Prolog Bagian 2: Istri tercinta menyambut ku dengan makanan hangat

Setelah pukul 18:30, aku akhirnya tiba di rumah setelah menyelesaikan pekerjaan paruh waktu ku di bioskop. Bahkan setelah sebulan tinggal di sini, aku masih belum terbiasa dengan ketegangan yang ku rasakan ketika melangkah keluar dari lift di lantai tujuh gedung apartemen ku, yang berjarak lima menit berjalan kaki dari Stasiun Ofuna. Sebaliknya, aku malah mulai meragukan apakah ini benar-benar kenyataan.

“Aku ingin tahu apakah rasanya seperti memenangkan lotre …”

Saat aku berjalan menyusuri koridor panjang menuju pintu kamar paling dalam, aku mendapati diri ku menggerutu seperti ini setiap saat.

Sementara itu, saya tiba di depan pintu kamar 707 dan membunyikan interkom pintu yang biasa saya buka sendiri dengan kunci saya sampai sebulan yang lalu. Saya segera mendengar suara lucu berkata, “Ya, saya akan membuka pintu sekarang.”

Aku bertanya-tanya mengapa suara pintu yang dibuka oleh seseorang yang ada di sana untuk menyambutku terdengar begitu hangat, sedangkan pintu yang kubuka sendiri selalu mengeluarkan suara yang berat dan dingin. Hanae Riko membuka pintu dengan pakaian kasual dan celemek, dan tersenyum malu-malu saat melihatku.

“Selamat datang kembali, Minato-kun!”

“Aku pulang.”

“S-Salam ini masih memalukan…”

“O-oh, ya. kau benar.”

Aku menjawab dengan canggung dan Hanae Riko mengambil tas dari tanganku.

Dia sama sekali tidak mendengarkan ku ketika aku mengatakan kepadanya bahwa aku akan mengurusnya sendiri. Sebaliknya, saaku ya diperlakukan seperti suami dari era Showa. Untuk beberapa alasan, dia selalu tampak senang mengambil tas ku dan membawanya ke sofa di ruang tamu, memeluknya dengan kedua tangan.

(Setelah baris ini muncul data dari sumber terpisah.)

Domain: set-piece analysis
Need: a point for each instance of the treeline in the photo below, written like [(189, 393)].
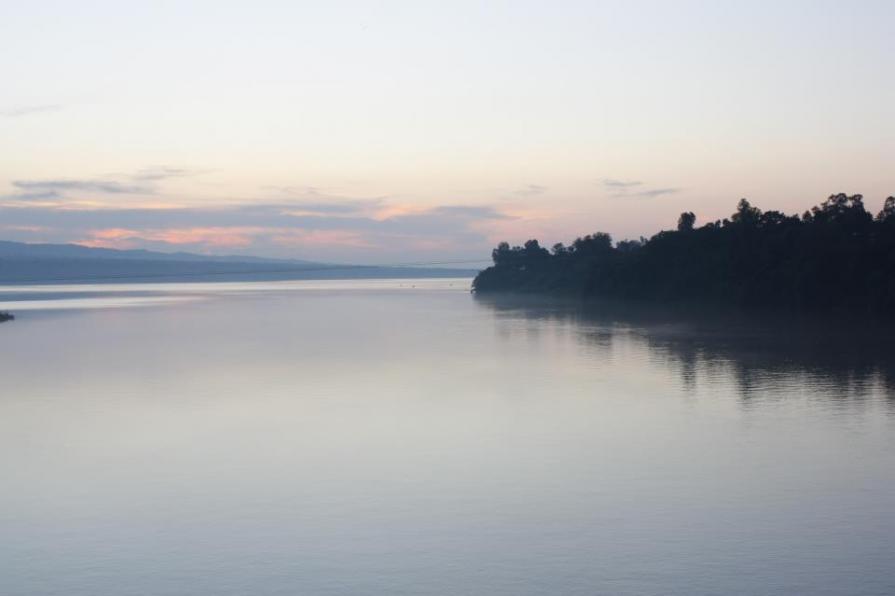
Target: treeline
[(835, 257)]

Aku merasa tidak enak karena membuatnya membawakan tasku, tapi gerakannya sangat manis sehingga aku tidak bisa menolaknya.

“Makanannya hampir siap. Kamar mandinya juga sudah siap, mau masuk dulu? ”

Cahaya di dalam ruangan, aroma makanan gorengan yang lezat melayang di udara, dan yang terpenting, senyum Hanae Riko yang terlalu manis dengan pipi yang sedikit diwarnai. Ketika kau diberi kehidupan pernikahan yang bahagia, kau mungkin juga ragu apakah ini benar-benar kenyataan.

“Minato-kun?”

“Oh maafkan aku . aku dalam keadaan linglung. Terima kasih atas makanannya. Aku akan mengambilnya dulu. Apa itu bau ayam goreng yang kucium? “

“Ya, karena itu makanan favorit Minato-kun… Aku berharap kau akan menikmatinya…”

Dia memainkan ujung celemeknya dengan ujung jarinya dan mengakhiri kata-katanya dengan nada berbisik. Sifat menggoda dari gerakannya menghantam paku di kepalaku, dan aku merasakan jantungku berdebar kencang.

Selain itu, dia berkata, “aku berharap kau akan menikmatinya.”! Pria mana yang tidak akan senang diberitahu hal ini oleh seorang gadis cantik?

… Tapi ada yang aneh.

“Sebentar, aku tidak yakin pernah memberitahumu bahwa aku suka ayam goreng.”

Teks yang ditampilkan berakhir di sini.